Some antihistamine medications also have sedative effects, including drugs like diphenhydramine (Benadryl, Dimedrol) and doxylamine (the sleep-inducing ingredient in Nyquil). Which is exactly why lots of opioid injectors use them to top off impure or inadequate amounts of heroin – here in Central Asia from where I’m writing this, Dimedrol is a very common mixer for heroin; in Thailand Dormicum (aka midazolam, a benzodiazepine) is most common.
KK: Can you die from a stimulant or benzo overdose, or only when drugs are mixed?
MC: Yes, you can die from a stimulant or benzo overdose even when not mixing with other drugs. That said, stimulant and benzo overdose is implicated in many, many fewer deaths than opioid overdose.

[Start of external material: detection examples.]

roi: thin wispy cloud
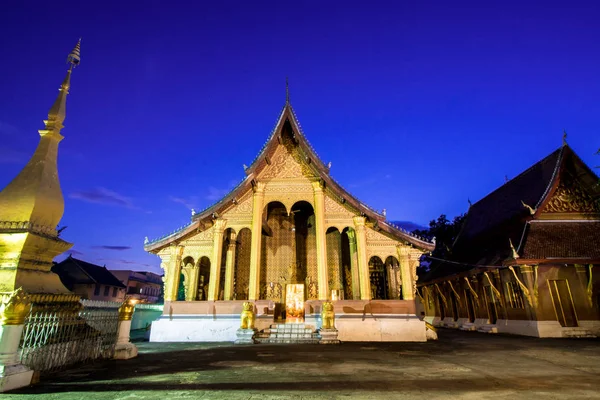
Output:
[0,121,19,136]
[0,146,31,164]
[92,245,131,251]
[98,258,156,268]
[69,187,135,209]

Among stimulants, cocaine carries the greatest risk of overdose: cocaine is a potent vasoconstrictor (i.e. it constricts blood vessels, therefore increasing blood pressure, and potentially contributing to heart attack, stroke, or seizure) and is toxic to the cardiovascular system. It may be even more dangerous in combination with alcohol, when cocaine and ethanol combine in the body to form cocaethylene, a chemical which may be more cardio-toxic than cocaine itself. Other stimulants, like amphetamines and methamphetamine, rarely cause fatal overdose, but it can happen, especially if someone is using lots of the drug over an extended period, becoming dehydrated, etc.

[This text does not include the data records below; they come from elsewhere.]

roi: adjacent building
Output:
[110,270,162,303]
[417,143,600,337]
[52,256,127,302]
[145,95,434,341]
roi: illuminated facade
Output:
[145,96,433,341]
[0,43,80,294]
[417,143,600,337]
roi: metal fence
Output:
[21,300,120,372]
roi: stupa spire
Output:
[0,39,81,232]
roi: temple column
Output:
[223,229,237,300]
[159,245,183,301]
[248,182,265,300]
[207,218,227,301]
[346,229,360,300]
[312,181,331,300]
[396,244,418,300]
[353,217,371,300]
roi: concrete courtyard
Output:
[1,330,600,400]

Benzos also rarely cause fatal overdose on their own, but in higher doses can cause oversedation or even coma, which is obviously bad. Note that there are lots of different kinds of benzos, with varying degrees of sedative effect and different durations of action. More potent and longer acting benzos, like alprazolam (Xanax), flunitrazepam (Rohypnol), and temazepam (Resoril), tend to be implicated in more overdoses.
The important thing to remember here is that mixing drugs, including alcohol, pretty much always increases overdose risk. You’re more likely to overdose from taking heroin and cocaine together than either alone, many people die from combined opioid and benzodiazepine overdoses, and so on.
Thank you, Matt! We need you back in Thailand for "Overdose 201!"